14 de março de 2015

Manhã de sábado

Manhã de sábado, a rua, o passo inseguro e vacilante, as pernas bambas, o céu azul e um sol de março invadindo praças e travessas. Acordei cedo para o que é hábito do relógio que me dorme à cabeceira e escanhoei a cara, nem um arranhão. Minha mãe, à distância de mais de sete anos, haveria de gostar, sem dizer palavra. Mas o seu sorriso cândido, de mais de nove décadas, certamente lhe brilharia nos olhos e me chegaria à alma como uma carícia da sua mão magra e velha, como se pensasse que, assim, eu me pareceria mais com uma pessoa normal e menos com um salteador do século dezanove, escondendo-se às esquinas da noite, à espera da vítima.

Fi-lo também, e especialmente, por ti. Para poder sentir na minha pele macia o afago morno da tua mão pequena e frágil, sem nenhum queixume de que a minha face é uma seara de punhais maduros, prontos a ferir e a fazer-te correr as lágrimas sentidas que não desejas e a ver jorrar o sangue dos ferimentos, vermelho, azul, extracto de salsaparrilha, que sempre resultam das pontas afiadas dos punhais. E posto isto, aqui me quedo, deambulando perdido e sem destino pelos espaços que o sol vai abrindo à minha frente, como se fosse um vencedor, a coroa de louros soltando-se-me dos cabelos, uma qualquer medalha presa ao peito e encaminhando-me para a posteridade e para a história.

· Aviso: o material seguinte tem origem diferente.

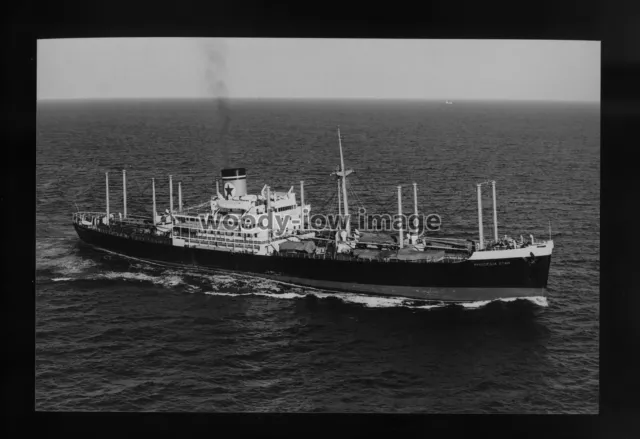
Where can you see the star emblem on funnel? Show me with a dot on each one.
(229, 190)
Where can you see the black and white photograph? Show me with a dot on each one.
(317, 225)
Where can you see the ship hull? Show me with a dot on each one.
(470, 280)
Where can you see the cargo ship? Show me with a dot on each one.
(273, 235)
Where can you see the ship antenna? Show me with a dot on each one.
(344, 183)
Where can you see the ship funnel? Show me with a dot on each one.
(234, 182)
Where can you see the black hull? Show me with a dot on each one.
(452, 282)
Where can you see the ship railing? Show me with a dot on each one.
(446, 259)
(223, 244)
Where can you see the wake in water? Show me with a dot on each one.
(65, 264)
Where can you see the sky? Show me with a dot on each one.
(106, 68)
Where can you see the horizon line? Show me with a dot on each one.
(310, 98)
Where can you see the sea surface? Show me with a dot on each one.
(117, 334)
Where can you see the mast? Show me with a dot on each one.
(153, 191)
(269, 223)
(480, 215)
(124, 191)
(170, 196)
(302, 204)
(400, 216)
(107, 182)
(344, 184)
(339, 199)
(495, 212)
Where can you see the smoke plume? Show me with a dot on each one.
(215, 75)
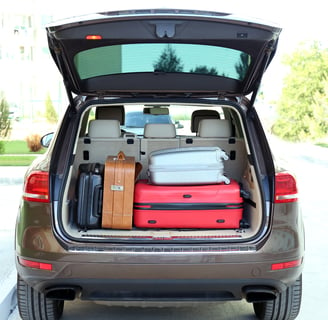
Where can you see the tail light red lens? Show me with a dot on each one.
(285, 188)
(36, 188)
(35, 264)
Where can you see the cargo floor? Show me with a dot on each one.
(163, 234)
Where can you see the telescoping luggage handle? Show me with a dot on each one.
(120, 156)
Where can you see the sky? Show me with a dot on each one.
(302, 21)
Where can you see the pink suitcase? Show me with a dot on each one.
(215, 206)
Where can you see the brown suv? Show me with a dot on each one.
(204, 69)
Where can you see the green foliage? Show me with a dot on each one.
(303, 106)
(168, 61)
(51, 114)
(4, 117)
(205, 70)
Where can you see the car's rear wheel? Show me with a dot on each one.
(285, 307)
(33, 305)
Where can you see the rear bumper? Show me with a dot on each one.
(198, 281)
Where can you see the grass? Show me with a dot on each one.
(16, 153)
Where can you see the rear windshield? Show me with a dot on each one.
(159, 57)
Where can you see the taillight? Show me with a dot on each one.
(36, 188)
(285, 188)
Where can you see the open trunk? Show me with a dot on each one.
(90, 148)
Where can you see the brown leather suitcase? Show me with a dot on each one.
(119, 180)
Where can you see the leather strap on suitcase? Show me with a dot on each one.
(119, 179)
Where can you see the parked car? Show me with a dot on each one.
(210, 64)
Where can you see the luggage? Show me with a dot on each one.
(89, 202)
(187, 166)
(119, 180)
(214, 206)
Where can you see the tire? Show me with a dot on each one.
(285, 307)
(33, 305)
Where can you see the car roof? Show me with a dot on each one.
(106, 53)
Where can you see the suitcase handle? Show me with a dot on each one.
(121, 156)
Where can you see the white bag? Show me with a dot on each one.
(187, 166)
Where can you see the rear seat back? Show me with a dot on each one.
(105, 138)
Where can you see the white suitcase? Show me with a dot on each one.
(187, 166)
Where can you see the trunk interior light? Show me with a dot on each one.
(36, 188)
(93, 37)
(285, 188)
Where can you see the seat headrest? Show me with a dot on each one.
(159, 130)
(104, 129)
(111, 113)
(198, 115)
(214, 128)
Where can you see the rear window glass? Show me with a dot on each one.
(159, 57)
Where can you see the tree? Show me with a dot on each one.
(5, 124)
(51, 114)
(168, 61)
(303, 106)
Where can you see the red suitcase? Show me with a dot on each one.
(218, 206)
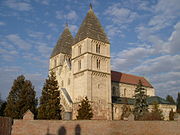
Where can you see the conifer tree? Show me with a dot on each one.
(178, 102)
(21, 98)
(49, 107)
(2, 108)
(85, 110)
(170, 99)
(140, 106)
(171, 115)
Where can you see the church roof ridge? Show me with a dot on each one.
(64, 43)
(91, 28)
(129, 78)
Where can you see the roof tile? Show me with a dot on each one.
(129, 79)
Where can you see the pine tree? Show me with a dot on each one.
(178, 102)
(140, 106)
(85, 110)
(49, 107)
(21, 98)
(170, 99)
(171, 115)
(2, 108)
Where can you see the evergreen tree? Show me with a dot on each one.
(140, 106)
(2, 108)
(178, 102)
(85, 110)
(49, 107)
(21, 98)
(170, 99)
(157, 114)
(171, 115)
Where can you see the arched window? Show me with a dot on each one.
(62, 83)
(68, 81)
(114, 91)
(79, 64)
(97, 48)
(125, 92)
(79, 50)
(55, 62)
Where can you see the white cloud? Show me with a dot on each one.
(44, 2)
(53, 26)
(114, 31)
(2, 23)
(164, 13)
(72, 15)
(43, 49)
(17, 40)
(59, 15)
(127, 59)
(162, 64)
(73, 28)
(120, 15)
(174, 40)
(21, 6)
(35, 34)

Dura a espera e este desespero denso que carrega, desde que a madrugada se fez anunciar na luz mortiça dos candeeiros eléctricos da iluminação pública. Um olho desperto preso à noite, que não morre, o outro pousado sobre o silêncio de um telefone, que não toca, o pensamento voando em círculos, à volta da tua ausência longa que já não tem medida nem diâmetro em que possa acomodar-se. Depressa o sol rumou a poente e foi perdendo altura, a perder-se nas águas frias do oceano, onde se perdem os sonhos de cada dia e a luz que os ilumina. Dele não fica mais do que o estertor final, esplêndido, antes de sumir-se na linha imaginária do horizonte. Na praia há apenas um banco vazio, sem corpos que se toquem e sem mãos que se dêem.